I had more than 100 pounds of venison to eat that first year, so a lot of potatoes, onions and canned vegetables passed over that stove. On the frequent occasions that I just couldn’t face another deer-meat dinner, I made what became my signature supper for that lonely but creative period. Greasing an 8-inch by 10-inch baking tin (a gift from my mother that I still have), I filled it with Grandma Brown’s baked beans, which are mushed up, instead of individual. On top of that, a can of Spam, sliced to fill the pan. Weak with anticipation, I sprinkled the whole mess with brown sugar and popped it into the oven at 350 for 15 minutes. With a quart of milk on the side and a magazine for entertainment, I could inhale that in a very few minutes. I doubt that today I could eat more than a quarter of it at a time — and Spam, whatever they may say, ain’t what it was — but I keep the ingredients handy, just in case the spirit moves.

Another delicacy was diced venison mixed into scrambled eggs, onions and cheese; but the meat was so dry by the time I got to it that a few chunks (“junks” in Adirondack vernacular) of salt pork had to go in with it to make it palatable.

Into this Siberian sameness sailed Mother, who’d been raised proper and had her own notions of what were approved comestibles. I’d never met, and haven’t yet, a more creative and imaginative person. These traits were a bit constrained by a weekly food budget of $7, but she did pretty well with that. Once, when she asked for a quarter-pound of hamburger, the butcher cracked, “Havin’ company?”

She knew how much I liked hot dogs, so one Christmas, without money for gifts, she made a little booklet of coupons redeemable for various services — car wash, back rub, and the like. She used her sewing machine to perforate the pages between the coupons. I was so touched by the gift that I still have it, almost pristine — except for “One week of hot dogs fixed seven different ways.” I used all but one of those.
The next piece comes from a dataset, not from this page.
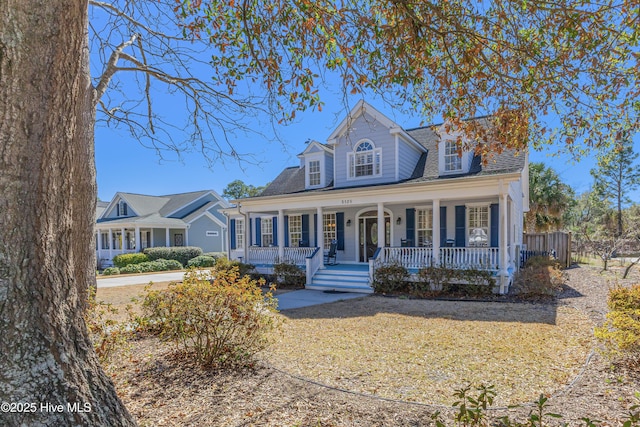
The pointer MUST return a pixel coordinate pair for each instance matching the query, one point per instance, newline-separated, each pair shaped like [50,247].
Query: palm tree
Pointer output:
[548,199]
As the kids came along and grew up, Mother took over the entire food service operation. As a kitchen designer, she favored a “magic triangle,” bounded by the sink, an island stove, and the refrigerator. I was not allowed in there during dinner preparation. Later, as the kids left, she felt free to sleep in a bit in the morning, and I was free to do my thing. I always made coffee first and took her a cup, dipping a finger into it and rubbing it under her nose. Then it was back to the kitchen, where a bit of Bisquick and all the ingredients of a world-class scrambled egg pervaded the house so beautifully that they always elicited the loud cry, “Have you got the fan on out there?” I did ... usually.

Well, that’s all gone by, at least for now and the foreseeable future. Just about the time she recognized my brilliance at scrambled eggs (I even once showed the chefs at a Quebec fishing camp the proper technique), she was off to the nursing home. She still keeps her hand in administratively, and still desires the delicacies she once cooked without batting an eye. But now, when she orders an oyster stew, I have to go online and find a recipe I can handle. Turns out there’s not much to it — if you know how. So far, judging by her comments, I’ve managed to get it right — though last time I forgot the celery.

Just like most of the rest of us, she goes through phases of desired dishes, and at the moment it’s salmon wiggle. The salmon I can handle; it comes in a can. But the white sauce — flour, melted butter, half-and-half, seasonings, garden peas — I don’t know about that. Nevertheless, on my next foray to the supermarket, I’ll gather the makings, print out the recipe in 18-point type, and sally into a region previously untrodden. The old oven has been replaced by a microwave, and the gas burners by an induction coil cooktop. But the tension is the same, the probability of failure still acute, the disbelief unchanged at a successful outcome. The satisfaction is the same, too, if she opens the wide-mouth thermos, sniffs it, takes a taste and smiles. She’ll never know I’d rather be baking Spam, brown sugar and Grandma Brown’s.